Healthcare & life sciences: image analysis
Hospitals may use IoT-enabled devices to capture and transmit patient X-rays, while AI models analyze the images to detect early signs of disease. Examples may include reviewing images for possible signs of lung infection, lung cancer or stomach cancer.
Gravio’s edge platform processes data locally to ensure privacy compliance. Vultr Serverless Inference and cloud GPUs then handle advanced analytics on these large datasets. And Console Connect ensures secure transmission of sensitive medical data between edge devices and the cloud.
As a result, the AI model can quickly flag suspected lesions or inflammation for radiologists to review, generating reports faster and enabling rapid diagnosis and earlier treatment. This flow enables fast triage, with critical images prioritized and delivered to doctors in near real time, helping reduce diagnostic bottlenecks and improving patient outcomes.

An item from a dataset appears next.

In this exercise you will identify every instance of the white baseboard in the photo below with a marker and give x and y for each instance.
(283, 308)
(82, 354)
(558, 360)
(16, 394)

Manufacturing and energy: drone surveillance
A manufacturing company can implement IoT devices to oversee quality control in its facilities. Connected drones equipped with cameras and sensors can, for instance, capture real-time images and videos of oil fields and refinery infrastructure.
Gravio orchestrates the processing of sensor and visual data locally for rapid, secure anomaly detection. The data is then transmitted securely via Console Connect’s EDGE SIM infrastructure to a private Vultr server.
Vultr’s high-performance cloud infrastructure supports advanced AI image-processing workflows, including emerging Visual Question Answering (VQA) capabilities: By analyzing images and answering structured queries about them, AI and VQA tools provide actionable insights, detect operational trends and trigger quality-related alerts designed to improve safety and efficiency. This hybrid process helps identify risks — like corrosion, leakage or cracks — before they cause downtime or safety incidents, enhancing operational reliability.
Data security, residency and sovereignty
Now that generative AI capabilities are cropping up seemingly everywhere (e.g, Google Gemini, Microsoft Copilot), users worry more than ever if their data is safe when entered into these agents. While guardrails exist, such as the option to opt out of having data used for AI model retraining, concerns remain over enforcement and transparency.
Vultr follows rigorous data privacy standards, including full support for data residency (where data is stored) and sovereignty (the legal authority a nation or region has over that data). “We can't use your data in any way, shape, or form, for any other external service,” said Cochrane. “Your data is your data only. We store data in your region only.”
As a provider of open-source tools and applications, Vultr also provides a flexible foundation for a growing technology environment. “We offer an open composable infrastructure to harness an entire ecosystem of open source and open standards,” said Cochrane. “We partner with both AMD ad NVIDIA for GPUs because we believe in choice, freedom and flexibility. And you can scale your AI initiatives with maximum performance without breaking the bank.”